In the 1930s, Rouff headed PAIS (Association pour la Protection des Arts Plastiques et Appliques, also known as the Association pour la Protection des Industries Artistiques Saisonnieres), one of the most important anti-piracy and counterfeiting trade networks in Paris couture, which was founded by Madeleine Vionnet in 1922.

== Famous clients ==
Maggy Rouff is listed as costume designer or as part of the costue department for twelve films between 1938 and 1961. The latter films may have been designed by Anne-Marie Besançon de Wagner using the Maggy Rouff label.

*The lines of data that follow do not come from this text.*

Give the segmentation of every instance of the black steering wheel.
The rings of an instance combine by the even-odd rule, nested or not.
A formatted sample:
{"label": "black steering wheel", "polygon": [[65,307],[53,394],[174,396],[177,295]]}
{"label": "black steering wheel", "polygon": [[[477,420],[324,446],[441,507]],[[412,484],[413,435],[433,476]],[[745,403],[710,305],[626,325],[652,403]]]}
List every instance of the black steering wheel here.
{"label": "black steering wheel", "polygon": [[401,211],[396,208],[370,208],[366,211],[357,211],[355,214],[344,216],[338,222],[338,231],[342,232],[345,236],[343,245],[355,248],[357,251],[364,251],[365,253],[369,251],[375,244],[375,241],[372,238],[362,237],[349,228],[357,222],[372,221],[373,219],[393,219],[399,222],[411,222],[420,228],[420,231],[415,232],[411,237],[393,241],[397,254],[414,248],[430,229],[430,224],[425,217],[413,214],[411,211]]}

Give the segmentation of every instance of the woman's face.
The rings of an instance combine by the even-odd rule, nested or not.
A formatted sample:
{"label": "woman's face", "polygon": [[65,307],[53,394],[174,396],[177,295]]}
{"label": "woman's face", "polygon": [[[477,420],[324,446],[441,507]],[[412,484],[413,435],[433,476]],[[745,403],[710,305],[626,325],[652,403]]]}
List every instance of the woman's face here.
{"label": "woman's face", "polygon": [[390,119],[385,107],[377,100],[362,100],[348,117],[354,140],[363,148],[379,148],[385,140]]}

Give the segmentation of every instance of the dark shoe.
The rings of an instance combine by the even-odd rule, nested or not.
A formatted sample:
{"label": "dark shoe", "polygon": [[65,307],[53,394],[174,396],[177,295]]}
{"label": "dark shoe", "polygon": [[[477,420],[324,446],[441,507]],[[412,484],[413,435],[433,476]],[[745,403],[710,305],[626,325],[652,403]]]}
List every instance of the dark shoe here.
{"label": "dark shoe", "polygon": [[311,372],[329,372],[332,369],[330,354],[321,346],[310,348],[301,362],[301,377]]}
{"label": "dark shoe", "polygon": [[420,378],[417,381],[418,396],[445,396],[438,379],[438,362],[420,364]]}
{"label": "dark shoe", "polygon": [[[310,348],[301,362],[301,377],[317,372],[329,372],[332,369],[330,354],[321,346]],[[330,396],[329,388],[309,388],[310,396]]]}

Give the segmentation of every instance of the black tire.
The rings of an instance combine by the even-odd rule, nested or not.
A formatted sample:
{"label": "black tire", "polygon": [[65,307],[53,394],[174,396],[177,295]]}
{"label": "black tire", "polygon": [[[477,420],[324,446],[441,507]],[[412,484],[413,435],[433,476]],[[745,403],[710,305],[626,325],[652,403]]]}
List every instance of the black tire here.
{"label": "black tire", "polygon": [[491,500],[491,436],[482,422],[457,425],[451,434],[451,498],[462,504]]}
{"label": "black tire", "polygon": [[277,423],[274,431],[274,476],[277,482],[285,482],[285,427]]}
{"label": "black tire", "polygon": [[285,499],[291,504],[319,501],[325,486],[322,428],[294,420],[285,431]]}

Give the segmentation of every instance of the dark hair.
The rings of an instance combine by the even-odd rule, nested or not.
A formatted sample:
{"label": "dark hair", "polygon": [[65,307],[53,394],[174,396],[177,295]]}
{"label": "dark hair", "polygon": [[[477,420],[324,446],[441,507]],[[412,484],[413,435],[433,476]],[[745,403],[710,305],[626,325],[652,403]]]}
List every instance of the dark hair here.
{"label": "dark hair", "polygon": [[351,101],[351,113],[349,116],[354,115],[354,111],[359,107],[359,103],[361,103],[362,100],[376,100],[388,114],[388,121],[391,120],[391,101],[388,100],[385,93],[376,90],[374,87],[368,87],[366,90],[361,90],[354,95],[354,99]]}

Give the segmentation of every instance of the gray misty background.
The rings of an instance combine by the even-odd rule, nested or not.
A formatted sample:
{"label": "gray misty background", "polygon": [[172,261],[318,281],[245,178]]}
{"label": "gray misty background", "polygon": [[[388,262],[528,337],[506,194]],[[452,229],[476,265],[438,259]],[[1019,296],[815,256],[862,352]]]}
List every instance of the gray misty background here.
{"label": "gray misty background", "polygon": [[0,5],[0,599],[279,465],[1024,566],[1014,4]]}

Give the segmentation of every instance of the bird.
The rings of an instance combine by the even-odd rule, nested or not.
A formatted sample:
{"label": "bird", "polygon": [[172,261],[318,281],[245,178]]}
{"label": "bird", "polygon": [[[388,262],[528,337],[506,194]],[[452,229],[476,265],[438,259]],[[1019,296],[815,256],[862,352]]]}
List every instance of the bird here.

In 1938, the "children of France" gifted Princess Elizabeth and Princess Margaret two dresses and a set of handkerchiefs. Other well-known clients included Grace Kelly and Clarissa Churchill Eden.

== Writings ==
Rouff wrote two books, American Seen Through the Microscope, about her travels in the United States, and Philosophy of Elegance.

== Later life ==
Rouff retired in 1948. Her daughter Anne-Marie Besançon de Wagner took over the business. The house closed in 1965 after failing to attract younger customers.